How To Store Column Mean As a Variable-CodePudding

ISSUE

I am performing data cleansing. I have calculated a column mean based on conditions fed into the .loc() function. Storing this output in the z variable is producing a (1,1) dataframe and throwing an incompatibility error when I try to assign it to a missing value.

WHAT'S BEEN TRIED

Input

a = train[['LotFrontage', 'MSSubClass', 'MSZoning', 'Street', 
           'LotShape']]

z = train.loc[((train.MSSubClass == 190) & 
             (train.MSZoning == 'RL') & 
             (train.LotShape == 'IR1'))]
             .agg({'LotFrontage': ['mean']})

a.LotFrontage[335] = z

Output

ValueError: Incompatible indexer with DataFrame

QUESTIONS

Is it possible to store the .mean() output as an integer in z to fix this issue?
If above is not possible, is there a different method I should be using to replace the missing LotFrontage value with the calculated mean?
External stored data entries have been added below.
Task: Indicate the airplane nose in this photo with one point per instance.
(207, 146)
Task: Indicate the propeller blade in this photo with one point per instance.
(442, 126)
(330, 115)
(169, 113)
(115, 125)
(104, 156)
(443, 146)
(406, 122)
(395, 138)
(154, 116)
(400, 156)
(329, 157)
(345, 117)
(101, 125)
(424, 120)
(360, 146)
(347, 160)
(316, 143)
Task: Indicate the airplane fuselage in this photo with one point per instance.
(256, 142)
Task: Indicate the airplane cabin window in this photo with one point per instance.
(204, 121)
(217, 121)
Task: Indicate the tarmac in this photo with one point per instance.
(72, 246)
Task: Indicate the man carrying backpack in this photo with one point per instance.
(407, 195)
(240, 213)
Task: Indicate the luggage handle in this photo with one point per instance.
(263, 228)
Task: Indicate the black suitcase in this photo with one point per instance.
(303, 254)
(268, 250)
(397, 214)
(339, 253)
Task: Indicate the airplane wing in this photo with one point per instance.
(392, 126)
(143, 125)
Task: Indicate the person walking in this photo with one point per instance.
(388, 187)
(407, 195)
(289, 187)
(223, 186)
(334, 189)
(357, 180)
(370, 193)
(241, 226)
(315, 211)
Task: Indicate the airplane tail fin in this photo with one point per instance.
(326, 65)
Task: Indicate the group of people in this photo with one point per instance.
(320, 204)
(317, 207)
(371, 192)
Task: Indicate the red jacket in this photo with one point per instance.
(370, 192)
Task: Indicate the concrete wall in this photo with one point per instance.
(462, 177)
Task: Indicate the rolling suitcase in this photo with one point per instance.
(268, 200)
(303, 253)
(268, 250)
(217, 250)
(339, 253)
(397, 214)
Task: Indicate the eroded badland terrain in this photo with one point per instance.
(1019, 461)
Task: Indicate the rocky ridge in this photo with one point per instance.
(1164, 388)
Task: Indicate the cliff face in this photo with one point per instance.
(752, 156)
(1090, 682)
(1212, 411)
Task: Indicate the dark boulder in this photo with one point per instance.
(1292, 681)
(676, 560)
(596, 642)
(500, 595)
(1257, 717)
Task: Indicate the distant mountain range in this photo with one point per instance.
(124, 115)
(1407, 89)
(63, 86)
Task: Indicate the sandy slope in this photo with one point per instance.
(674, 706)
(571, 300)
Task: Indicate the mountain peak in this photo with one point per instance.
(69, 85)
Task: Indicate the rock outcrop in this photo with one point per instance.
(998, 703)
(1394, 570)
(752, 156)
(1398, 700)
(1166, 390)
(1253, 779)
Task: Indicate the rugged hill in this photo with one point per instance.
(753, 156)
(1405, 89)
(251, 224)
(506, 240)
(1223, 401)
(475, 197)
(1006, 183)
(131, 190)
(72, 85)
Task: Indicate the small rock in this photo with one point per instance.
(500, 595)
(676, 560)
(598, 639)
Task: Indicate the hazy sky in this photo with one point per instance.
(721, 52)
CodePudding user response：

You can use

z = (train.loc[((train.MSSubClass == 190) & 
               (train.MSZoning == 'RL') & 
               (train.LotShape == 'IR1'))]
     .agg({'LotFrontage': ['mean']})
     .item())  # Return first element of Series
# or
z = (train.loc[((train.MSSubClass == 190) & 
                (train.MSZoning == 'RL') & 
                (train.LotShape == 'IR1'))]
     ['LotFrontage'].mean())


# Depending on what is missing value in `LotFrontage` column
# if it is empty string, you can use `.eq('')`
# if it is NaN value, you can use `.isna()`
m = a['LotFrontage'].isna()
a.loc[m, 'LotFrontage'] = z

CodePudding user response：

If I understand what you're trying to do correctly... this may work.

z = (train.loc[train.MSSubClass.eq(190) 
               & train.MSZoning.eq('RL') 
               & train.LotShape.eq('IR1'), 'LotFrontage']
          .mean()) # Returns a float.

a.loc[335, 'LotFrontage'] = z

# Or, for all nans in LotFrontage:

a.LotFrontage = a.LotFrontage.fillna(z)